The Church of CrossFit

Gyms and other secular communities are starting to fill spiritual and social needs for many nonreligious people.

“People’s behavior and practice is really being unbundled from the institutions and identities that would have been homes for it,” ter Kuile says. “[For example], ‘I was raised Catholic but yoga is really the practice where I find my experience of contemplation.’ As institutional affiliation decreases, people have the same age-old desires for connection, relationships, connection to something bigger than themselves.”

 

“You always know if someone goes to Harvard or if they go to CrossFit—they’ll tell you,” said Casper ter Kuile, a ministry innovation fellow at Harvard Divinity School. “It’s really interesting that evangelical zeal they have. They want to recruit you.”

CrossFit is his favorite example of a trend he has noticed: how, in the midst of the decline of religious affiliation in America, and the rise of isolation and loneliness, many ostensibly non-religious communities are “functioning in ways that look a little bit religious,” he explained on Friday at the Aspen Ideas Festival, which is co-hosted by the Aspen Institute and The Atlantic.

“People’s behavior and practice is really being unbundled from the institutions and identities that would have been homes for it,” ter Kuile says. “[For example], ‘I was raised Catholic but yoga is really the practice where I find my experience of contemplation.’ As institutional affiliation decreases, people have the same age-old desires for connection, relationships, connection to something bigger than themselves.”

And ter Kuile has found that meditation groups, adult summer camps, fandoms, and even fitness communities at specialized gyms like CrossFit or SoulCycle are stepping in to fill some of those needs.

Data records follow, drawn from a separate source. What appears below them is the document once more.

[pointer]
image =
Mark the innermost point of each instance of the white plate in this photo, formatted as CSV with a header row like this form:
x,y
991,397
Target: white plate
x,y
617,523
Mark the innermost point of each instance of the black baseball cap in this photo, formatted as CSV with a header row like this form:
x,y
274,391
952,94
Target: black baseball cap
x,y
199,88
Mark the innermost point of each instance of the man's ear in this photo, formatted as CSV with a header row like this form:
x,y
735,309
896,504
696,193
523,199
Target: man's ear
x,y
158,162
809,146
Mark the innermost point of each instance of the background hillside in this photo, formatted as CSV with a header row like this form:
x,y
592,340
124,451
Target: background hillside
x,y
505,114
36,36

 “Strikingly, spaces traditionally meant for exercise have become the locations of shared, transformative experience,” ter Kuile writes in “How We Gather,” a paper about this phenomenon. These are not places where you go run on a treadmill with your headphones blasting Carly Rae Jepsen and make as little eye contact as possible with the people around you. They are inherently communal. With CrossFit, that community includes accountability for your actions, something religion also offers. Ter Kuile writes:

The two most striking things about CrossFitters are their evangelical enthusiasm and the way they hold one another to account. … CrossFit expects members to call each other out if they don’t appear at their usual time and let each other know if they’re out of town.

Of SoulCycle, ter Kuile writes:

As with CrossFit, many participants joke about the cult-like loyalty they have for SoulCycle, which illustrates both the depth of participant commitment and the hope for these organizations to fulfill brand promises like “find your soul.”